Membaca catatan sejarah itu Ethan Zhang He meneteskan air matanya, karena kecintaannya pada Tanah Air-nya itu hampir seperti sebuah cinta buta. Perasaan itu memang ironis, mirip laba-laba jantan the widow maker Australia yang rela dimakan oleh si betina setelah melakukan pembuahan. Atau seperti ikan Salmon jantan yang rela dimakan betinanya dalam prosesi bertelur tahunan, sebuah insting masokis hewani yang mengerikan, serta mengiris hati demi sebuah kecintaan dan keberlangsungan generasi. Bagaimanapun leluhurnya yang bermigrasi telah memilih Nusantara sebagai tanah airnya dan mulai menuliskan sejarah mereka.
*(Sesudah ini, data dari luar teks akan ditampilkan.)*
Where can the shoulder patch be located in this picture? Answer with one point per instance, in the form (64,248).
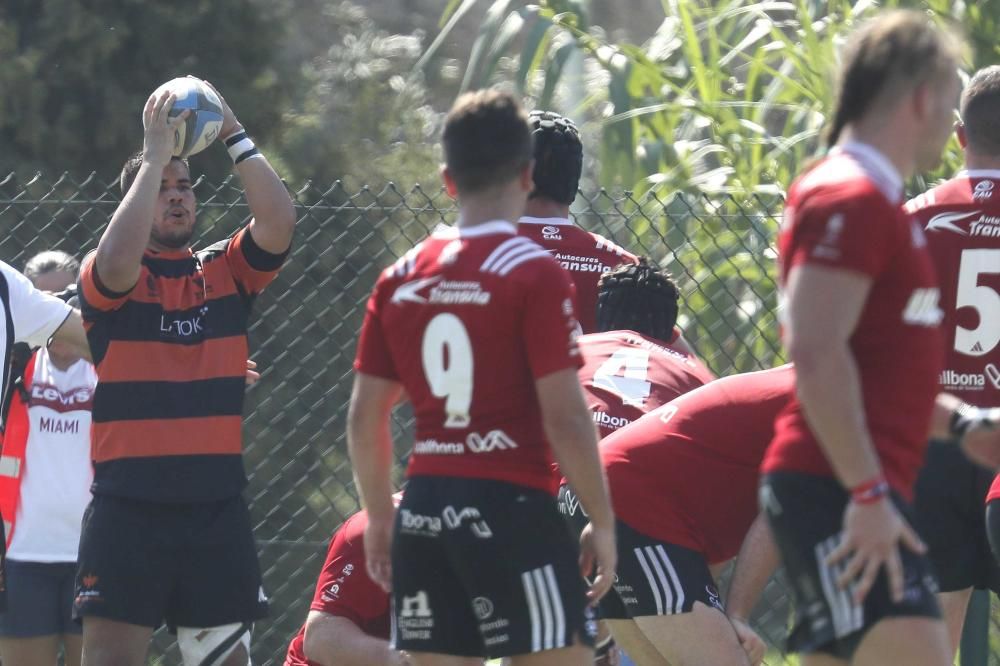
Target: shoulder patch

Ethan bersyukur telah terdapat banyak perkembangan positif di negaranya pasca reformasi, diantaranya adalah pengakuan atas etnisnya pada undang-undang kewarganegaraan.
Sebuah jajak pendapat tahun 2002 menyimpulkan bahwa Etnis keturunan Tionghoa jika diperlakukan setara dengan etnis lain akan merasa 100 persen orang Nusantara, tidak akan memaksakan terjun di dunia bisnis, akan masuk kedalam profesi lainnya termasuk di lembaga pemerintahan, pendidikan, politik, angkatan bersenjata, berasimilasi dengan pribumi lebih cepat, menikah dengan etnis lain termasuk menjadi mualaf, turut membantu mengentaskan kemiskinan dan lebih aktif dalam kegiatan sosial, semakin giat aktif dalam dunia olahraga untuk mengharumkan nama negara, tidak berlaku diskriminatif terhadap etnis lain yang bekerja di perusahaannya, akan mendorong semakin banyak pribumi yang terjun ke dunia bisnis dan menjadikan Nusantara negara yang lebih kuat dan bersatu.